Covid-19 pandemic aside, the plummeting price of oil is the biggest energy story in the world right now.
Apart from answering the question onwhy price of oil keep falling, analysts throughout the globe are busy explaining how this Oil price fluctuations are affecting economies. The effects, analysts say, is different depending on whether a country is a net oil-importer or net oil-exporter.
In Botswana local financial analyst – Kwabena Antwi says the drop in prices should be positive for the domestic economy.
Antwi works as Capital Investment Analyst at local asset management firm – Kgori Capital based in the capital Gaborone.
He explains that the global oil prices drop will reduce Botswana’s import bill, “which is welcome as exports are also currently under pressure”.
Officials balance of trade figures as shared by the state-owned statistics agency – Statistics Botswana shows that the country ended 2019 with a cumulative trade balance deficit of P14.3 billion, the second highest since 2012’s trade deficit of P16.3 billion.

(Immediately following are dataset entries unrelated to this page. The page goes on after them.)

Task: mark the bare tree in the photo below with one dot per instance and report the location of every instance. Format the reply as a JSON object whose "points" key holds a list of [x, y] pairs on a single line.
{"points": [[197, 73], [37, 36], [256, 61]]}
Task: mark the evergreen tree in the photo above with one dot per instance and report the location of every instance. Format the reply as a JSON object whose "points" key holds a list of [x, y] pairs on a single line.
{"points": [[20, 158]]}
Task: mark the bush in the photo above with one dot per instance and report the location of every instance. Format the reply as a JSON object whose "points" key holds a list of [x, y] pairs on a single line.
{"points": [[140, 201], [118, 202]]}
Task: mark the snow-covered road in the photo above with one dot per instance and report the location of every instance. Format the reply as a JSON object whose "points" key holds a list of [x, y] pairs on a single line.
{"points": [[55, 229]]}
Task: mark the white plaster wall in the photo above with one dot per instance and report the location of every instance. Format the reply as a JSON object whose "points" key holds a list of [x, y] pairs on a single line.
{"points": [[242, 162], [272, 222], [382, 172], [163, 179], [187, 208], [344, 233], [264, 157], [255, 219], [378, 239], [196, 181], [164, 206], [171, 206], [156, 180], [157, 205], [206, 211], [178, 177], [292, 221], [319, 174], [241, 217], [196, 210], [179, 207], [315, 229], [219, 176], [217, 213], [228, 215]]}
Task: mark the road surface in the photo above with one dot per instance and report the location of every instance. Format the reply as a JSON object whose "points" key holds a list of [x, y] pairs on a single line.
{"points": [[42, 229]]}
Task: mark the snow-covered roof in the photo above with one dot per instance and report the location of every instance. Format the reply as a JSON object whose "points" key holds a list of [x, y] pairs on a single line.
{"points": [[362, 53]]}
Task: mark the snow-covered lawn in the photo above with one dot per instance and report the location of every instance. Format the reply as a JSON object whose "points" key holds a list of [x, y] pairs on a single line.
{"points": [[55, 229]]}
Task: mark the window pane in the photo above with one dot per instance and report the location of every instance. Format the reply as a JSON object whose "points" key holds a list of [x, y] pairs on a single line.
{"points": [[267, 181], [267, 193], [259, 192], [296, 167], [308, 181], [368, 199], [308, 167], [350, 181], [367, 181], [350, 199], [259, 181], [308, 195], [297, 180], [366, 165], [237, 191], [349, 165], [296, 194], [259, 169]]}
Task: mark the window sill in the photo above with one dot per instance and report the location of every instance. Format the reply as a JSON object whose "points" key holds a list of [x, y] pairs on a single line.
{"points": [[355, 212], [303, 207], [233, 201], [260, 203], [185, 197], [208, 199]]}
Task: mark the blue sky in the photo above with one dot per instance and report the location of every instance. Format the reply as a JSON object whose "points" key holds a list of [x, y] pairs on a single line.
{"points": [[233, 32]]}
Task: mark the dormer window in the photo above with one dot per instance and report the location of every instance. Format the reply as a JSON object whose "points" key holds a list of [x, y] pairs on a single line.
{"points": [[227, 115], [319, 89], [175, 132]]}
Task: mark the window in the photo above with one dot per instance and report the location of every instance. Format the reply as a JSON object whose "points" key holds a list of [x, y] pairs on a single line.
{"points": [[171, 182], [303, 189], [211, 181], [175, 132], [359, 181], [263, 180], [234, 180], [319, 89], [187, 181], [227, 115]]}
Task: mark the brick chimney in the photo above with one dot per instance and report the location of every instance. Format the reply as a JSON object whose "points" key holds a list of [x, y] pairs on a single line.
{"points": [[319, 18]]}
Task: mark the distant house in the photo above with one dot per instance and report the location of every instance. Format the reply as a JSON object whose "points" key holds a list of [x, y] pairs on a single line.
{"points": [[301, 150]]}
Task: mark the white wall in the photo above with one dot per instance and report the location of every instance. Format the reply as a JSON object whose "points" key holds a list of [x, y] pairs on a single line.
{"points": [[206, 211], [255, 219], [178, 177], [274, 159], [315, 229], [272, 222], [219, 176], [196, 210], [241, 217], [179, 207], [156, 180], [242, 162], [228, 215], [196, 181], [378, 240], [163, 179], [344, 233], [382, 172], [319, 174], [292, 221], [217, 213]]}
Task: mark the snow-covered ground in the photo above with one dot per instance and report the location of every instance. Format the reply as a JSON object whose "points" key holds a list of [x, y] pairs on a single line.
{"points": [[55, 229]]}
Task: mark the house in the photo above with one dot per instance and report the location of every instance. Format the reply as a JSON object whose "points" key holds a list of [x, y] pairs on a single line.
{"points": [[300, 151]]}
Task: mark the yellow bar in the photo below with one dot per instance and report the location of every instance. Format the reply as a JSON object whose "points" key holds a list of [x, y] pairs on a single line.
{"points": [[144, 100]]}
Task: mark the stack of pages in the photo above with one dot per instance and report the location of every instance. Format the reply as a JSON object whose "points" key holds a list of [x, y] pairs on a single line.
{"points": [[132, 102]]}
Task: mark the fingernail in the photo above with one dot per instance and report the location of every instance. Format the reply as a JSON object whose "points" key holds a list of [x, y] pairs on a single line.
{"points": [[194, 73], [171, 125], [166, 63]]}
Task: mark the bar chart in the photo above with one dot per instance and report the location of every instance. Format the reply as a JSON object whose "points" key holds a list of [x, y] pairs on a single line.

The country’s huge deficit has put an abrupt end to what has been an impressive recovery, marked by five straight years of trade balance surpluses.
On top of the trade shortfall, Botswana is expected to run budget deficits in the next two financial years, and given the latest developments, experts warn that the deficits will widen in size and affect some of government’s planned interventions to stimulate the economy.
Despite this fear from some sectors, Kitwe says another positive from the oil price fall is low inflation.
“A drop in oil prices will most likely lead to a drop in local pump prices. Transport is 23% of the inflation basket and hence low or disinflationary pressure within this component will keep overall inflation muted”, says Kitwe.
The most recently available Consumer Price Index (CPI), which measures the change in prices, shows that inflation rate for March 2020 remained at 2.2 percent, the same rate which has prevailed since December 2019. The 2.2 percent rate has been constant since a slight uptick from November’s 2.1 percent rate – the lowest annual inflation rate since 1975. The highest inflation rate recorded in Botswana was 16.4 percent in 1981.
Meanwhile Kitwe says the third positive outcome of low oil prices for Botswana is that consumers will spend less on fuel, “which will mean they have more money to spend elsewhere. This will positively affect other industries and aggregate demand in general”.
Global markets figures show that oil sold for over $60 a barrel at the beginning of the year but went as low as $20 by Friday last week. The decline has been attributed mainly to a supply glut caused by OPEC+ after they failed to agree a deal in March 2020, as well as an expected decline in demand as a consequence of social distancing restrictions implemented by many countries across the globe to combat the spread of COVID-19.